AUTHOR=Kumar Ashwath , Hu Michael Y. , Mei Yajun , Fan Yuhong TITLE=CSSQ: a ChIP-seq signal quantifier pipeline JOURNAL=Frontiers in Cell and Developmental Biology VOLUME=11 YEAR=2023 URL=https://www.frontiersin.org/journals/cell-and-developmental-biology/articles/10.3389/fcell.2023.1167111 DOI=10.3389/fcell.2023.1167111 ISSN=2296-634X ABSTRACT=

Chromatin immunoprecipitation followed by sequencing (ChIP-seq) has revolutionized the studies of epigenomes and the massive increase in ChIP-seq datasets calls for robust and user-friendly computational tools for quantitative ChIP-seq. Quantitative ChIP-seq comparisons have been challenging due to noisiness and variations inherent to ChIP-seq and epigenomes. By employing innovative statistical approaches specially catered to ChIP-seq data distribution and sophisticated simulations along with extensive benchmarking studies, we developed and validated CSSQ as a nimble statistical analysis pipeline capable of differential binding analysis across ChIP-seq datasets with high confidence and sensitivity and low false discovery rate with any defined regions.
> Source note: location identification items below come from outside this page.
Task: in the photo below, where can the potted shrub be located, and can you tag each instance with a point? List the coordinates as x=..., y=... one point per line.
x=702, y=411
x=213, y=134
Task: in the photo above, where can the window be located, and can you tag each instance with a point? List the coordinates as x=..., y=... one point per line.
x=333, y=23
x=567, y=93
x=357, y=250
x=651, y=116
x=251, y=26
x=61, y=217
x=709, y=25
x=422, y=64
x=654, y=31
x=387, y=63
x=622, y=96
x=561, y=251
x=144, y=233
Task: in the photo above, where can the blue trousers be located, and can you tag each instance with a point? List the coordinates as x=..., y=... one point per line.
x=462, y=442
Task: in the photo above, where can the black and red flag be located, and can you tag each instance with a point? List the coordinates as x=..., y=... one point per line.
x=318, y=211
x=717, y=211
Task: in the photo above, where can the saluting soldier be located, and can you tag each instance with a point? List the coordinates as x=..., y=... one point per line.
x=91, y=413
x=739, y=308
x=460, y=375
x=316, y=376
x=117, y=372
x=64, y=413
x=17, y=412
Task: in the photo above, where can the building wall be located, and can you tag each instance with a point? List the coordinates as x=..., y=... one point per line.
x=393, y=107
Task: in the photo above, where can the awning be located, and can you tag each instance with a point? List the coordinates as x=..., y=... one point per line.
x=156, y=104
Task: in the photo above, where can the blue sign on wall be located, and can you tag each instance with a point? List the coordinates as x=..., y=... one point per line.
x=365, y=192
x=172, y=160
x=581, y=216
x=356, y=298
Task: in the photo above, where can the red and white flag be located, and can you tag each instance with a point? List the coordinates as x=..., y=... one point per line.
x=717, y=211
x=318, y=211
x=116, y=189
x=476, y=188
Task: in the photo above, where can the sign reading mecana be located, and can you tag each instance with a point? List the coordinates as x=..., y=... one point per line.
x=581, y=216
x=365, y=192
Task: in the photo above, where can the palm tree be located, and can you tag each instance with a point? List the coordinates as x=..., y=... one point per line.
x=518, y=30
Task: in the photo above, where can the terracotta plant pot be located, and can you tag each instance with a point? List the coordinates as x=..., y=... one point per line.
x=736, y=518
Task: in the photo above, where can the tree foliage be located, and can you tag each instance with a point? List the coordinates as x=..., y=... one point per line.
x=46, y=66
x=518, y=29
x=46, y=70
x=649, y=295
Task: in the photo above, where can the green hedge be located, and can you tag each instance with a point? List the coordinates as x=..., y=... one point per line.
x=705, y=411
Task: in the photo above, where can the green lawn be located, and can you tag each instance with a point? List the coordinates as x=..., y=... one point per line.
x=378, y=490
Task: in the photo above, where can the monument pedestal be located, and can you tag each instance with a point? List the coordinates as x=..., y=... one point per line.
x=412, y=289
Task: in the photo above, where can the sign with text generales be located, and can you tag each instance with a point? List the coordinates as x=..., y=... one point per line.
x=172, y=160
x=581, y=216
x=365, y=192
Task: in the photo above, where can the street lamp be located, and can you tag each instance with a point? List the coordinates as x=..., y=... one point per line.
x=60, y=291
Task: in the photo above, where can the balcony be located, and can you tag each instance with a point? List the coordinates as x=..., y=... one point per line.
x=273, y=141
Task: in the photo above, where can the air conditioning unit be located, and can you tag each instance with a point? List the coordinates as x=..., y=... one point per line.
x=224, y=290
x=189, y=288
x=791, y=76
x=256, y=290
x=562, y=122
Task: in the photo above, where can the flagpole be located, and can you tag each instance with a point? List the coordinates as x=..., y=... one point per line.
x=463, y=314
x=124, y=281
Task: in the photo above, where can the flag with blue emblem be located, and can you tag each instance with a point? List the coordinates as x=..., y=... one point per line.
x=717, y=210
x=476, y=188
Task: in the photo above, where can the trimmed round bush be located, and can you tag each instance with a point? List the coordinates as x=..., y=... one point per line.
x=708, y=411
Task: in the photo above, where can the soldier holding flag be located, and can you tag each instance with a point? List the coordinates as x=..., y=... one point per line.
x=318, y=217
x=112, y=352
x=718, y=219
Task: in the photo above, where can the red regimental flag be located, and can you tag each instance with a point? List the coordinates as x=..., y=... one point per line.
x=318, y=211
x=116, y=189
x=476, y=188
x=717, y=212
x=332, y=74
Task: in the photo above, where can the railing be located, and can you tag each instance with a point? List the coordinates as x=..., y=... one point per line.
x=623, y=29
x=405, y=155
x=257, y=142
CSSQ models ChIP-seq data as a finite mixture of Gaussians faithfully that reflects ChIP-seq data distribution. By a combination of Anscombe transformation, k-means clustering, estimated maximum normalization, CSSQ minimizes noise and bias from experimental variations. Further, CSSQ utilizes a non-parametric approach and incorporates comparisons under the null hypothesis by unaudited column permutation to perform robust statistical tests to account for fewer replicates of ChIP-seq datasets. In sum, we present CSSQ as a powerful statistical computational pipeline tailored for ChIP-seq data quantitation and a timely addition to the tool kits of differential binding analysis to decipher epigenomes.